Most flatbed trucks would fall into either the class 6 or class 7 categories. As an example, you might use these when your load doesn’t justify the use of a big rig and trailer, for LTL (less then load) freight, or for specialty freight and odd sized loads. People commonly see these used at hardware stores to deliver lumber and other purchases. But their uses are as varied as there are trucks on the road.
So what is it? A flatbed truck (or if you were in England, flatbed lorry) is a truck that has a flat open bed, without permanent sides or a roof. This makes the flatbed truck easy and versatile to load and unload, so basically loads that can be in the elements (or covered with a tarp), such as common construction materials.
Now when you look into getting a flatbed truck here under are present few pointers for you to consider.
Just like any purchase that you make, you have to shop around first, find what you need, and one think for sure you must inspect the flatbed truck first before you decide to buy it. I would recommend that you have a professional mechanic, not associated with the dealership, look it over. If it is a trusted dealership or you are buying new flatbed truck, just a quick check might be fine. But if it is a private seller, an inspection is a must.
You need to check for rust and other damage. Take it for a test drive. Make sure it handles well and runs smoothly. If you have any questions ask. Now is the time!
I have heard two different thoughts on this. Some say with the newer vehicles it’s harder to adjust the odometer. But if you are buying a used vehicle, find out if the engine has been replaced, or rebuilt. Ask about the transmission and the drive train. Check the brakes.
Find out if they kept their maintenance logs on the flatbed truck. If so, you can compare odometer readings for accuracy there as well. Of course it isn’t always the number of miles but the type of miles.
You don’t want a flatbed truck with too many miles.
Maintenance is the number one most important thing you can do for your truck equipment. So if you’re going to buy a used flatbed trucks, you must know the maintenance record. It is very important to know that the flatbed truck was well maintained, by a properly certified licensed mechanic.
Check to see if the truck oil was changed regularly. Check to see if the tires were rotated and balanced. Everything that you do on your fleet is for the good of your business. Buying a flatbed truck that was not properly maintained could cost you more than a new one.
Every state and metropolitan area has different standards for inspections, though the core issues are the same across the board. Make sure the flatbed trucks inspection is up to date. If they have the previous inspection records, check those as well.
It is better to get too much information than not enough.
This is so important when purchasing any used vehicle. But if you’re going to buy a flatbed truck for your business you must know its history. Run a Carfax report on it. That is right! You can run a report on Carfax for big trucks as too! Check other records, do whatever it takes, but don’t just take the owner’s word for it.
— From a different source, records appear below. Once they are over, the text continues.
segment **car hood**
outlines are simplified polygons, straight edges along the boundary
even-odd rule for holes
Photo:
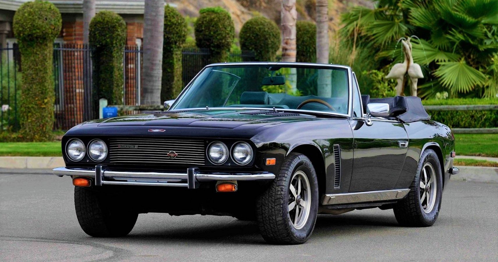
[[[315,117],[267,110],[198,110],[141,114],[87,123],[100,122],[99,127],[142,126],[234,129],[246,125],[260,127],[310,118]]]

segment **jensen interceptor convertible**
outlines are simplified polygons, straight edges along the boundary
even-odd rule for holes
[[[455,139],[416,97],[362,96],[348,66],[244,62],[205,67],[166,110],[88,121],[62,138],[87,234],[120,237],[138,214],[257,221],[300,244],[318,214],[392,209],[435,222]]]

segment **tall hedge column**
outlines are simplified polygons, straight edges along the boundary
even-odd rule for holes
[[[47,140],[54,124],[52,52],[62,24],[61,14],[48,2],[28,2],[15,12],[13,23],[23,68],[20,133],[28,140]]]
[[[219,6],[203,8],[199,12],[194,28],[196,44],[210,49],[212,63],[226,62],[235,35],[230,14]]]
[[[119,14],[101,11],[90,22],[89,43],[92,48],[94,108],[99,99],[121,105],[123,98],[123,51],[126,23]]]
[[[187,21],[176,8],[164,7],[161,101],[176,98],[182,91],[182,45],[187,37]]]

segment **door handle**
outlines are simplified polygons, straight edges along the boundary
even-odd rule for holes
[[[398,141],[398,145],[401,148],[406,148],[408,147],[408,141],[405,141],[404,140],[400,140]]]

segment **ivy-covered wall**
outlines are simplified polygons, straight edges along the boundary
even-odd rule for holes
[[[169,5],[164,7],[164,39],[162,47],[161,101],[176,98],[183,88],[182,46],[187,37],[187,21]]]
[[[230,14],[219,6],[204,8],[199,12],[194,29],[196,44],[210,49],[212,63],[226,62],[235,35]]]
[[[247,61],[275,61],[280,47],[280,29],[275,22],[263,16],[257,16],[246,22],[239,35],[241,49],[254,53],[253,59]]]
[[[14,15],[14,34],[22,64],[19,103],[21,135],[28,141],[51,137],[54,123],[54,39],[61,31],[59,9],[49,2],[23,4]]]
[[[92,48],[94,104],[105,98],[109,105],[121,105],[123,97],[123,50],[126,23],[110,11],[101,11],[92,19],[89,42]]]

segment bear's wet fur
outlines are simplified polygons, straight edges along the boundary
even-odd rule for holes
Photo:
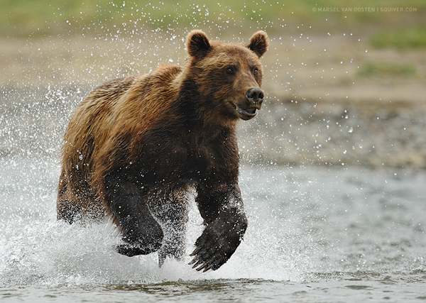
[[[263,101],[259,58],[268,37],[247,46],[187,38],[185,66],[163,65],[94,89],[72,114],[62,148],[58,218],[112,219],[133,256],[181,259],[190,193],[205,228],[190,264],[217,270],[247,227],[238,185],[236,124]]]

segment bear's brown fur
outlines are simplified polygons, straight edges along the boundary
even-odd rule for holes
[[[188,193],[206,226],[191,254],[197,270],[216,270],[234,253],[247,219],[238,186],[236,123],[253,118],[263,92],[259,58],[268,38],[247,46],[187,40],[184,67],[107,82],[74,112],[65,136],[58,218],[112,218],[119,253],[158,250],[180,259],[185,250]]]

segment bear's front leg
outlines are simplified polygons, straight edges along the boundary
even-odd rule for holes
[[[115,179],[108,182],[105,198],[113,219],[121,231],[126,243],[117,247],[121,255],[132,257],[147,255],[161,247],[163,229],[153,216],[138,187],[132,182]]]
[[[207,226],[195,242],[190,264],[199,271],[216,270],[231,258],[247,228],[241,192],[237,184],[222,184],[199,192],[197,202]]]

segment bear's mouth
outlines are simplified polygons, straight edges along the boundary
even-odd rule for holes
[[[243,120],[250,120],[251,119],[254,118],[257,115],[257,109],[256,107],[250,107],[246,109],[243,109],[238,105],[235,104],[235,103],[234,103],[232,101],[230,101],[229,103],[234,107],[235,107],[235,109],[238,113],[238,116]]]

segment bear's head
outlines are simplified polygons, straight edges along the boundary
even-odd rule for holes
[[[268,48],[266,33],[258,31],[246,45],[209,40],[194,31],[187,36],[190,73],[212,119],[249,120],[264,99],[259,58]]]

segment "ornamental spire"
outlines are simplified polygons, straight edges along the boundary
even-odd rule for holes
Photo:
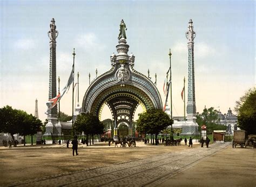
[[[48,31],[48,37],[50,38],[50,42],[56,42],[56,38],[58,37],[59,32],[56,30],[55,20],[52,18],[50,24],[50,31]]]
[[[124,23],[124,20],[122,19],[120,24],[120,33],[118,35],[118,40],[120,40],[121,38],[126,39],[126,35],[125,34],[126,30],[127,30],[126,26]]]
[[[188,31],[186,32],[186,38],[188,40],[188,42],[194,41],[194,39],[196,38],[196,32],[194,31],[194,26],[193,26],[193,21],[192,19],[190,19],[188,22],[188,26],[187,27]]]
The last thing you want is an unsafe flatbed truck. If it was in an accident, repaired and back in service there could be a whole slew of unseen problems. The frame could be bent or have a hairline fracture. The last thing you want is an issue while hauling for a customer.
Something to think about; if the vehicle looks great but was in an accident, there must be a reason they are selling it. Don’t buy it, think about it first, and then make the decision.
Not every company can afford to give every driver their own assigned vehicle. Smaller companies will of course have fewer drivers. But if it was a larger organization the flatbed truck might have ten different drivers operating it every week.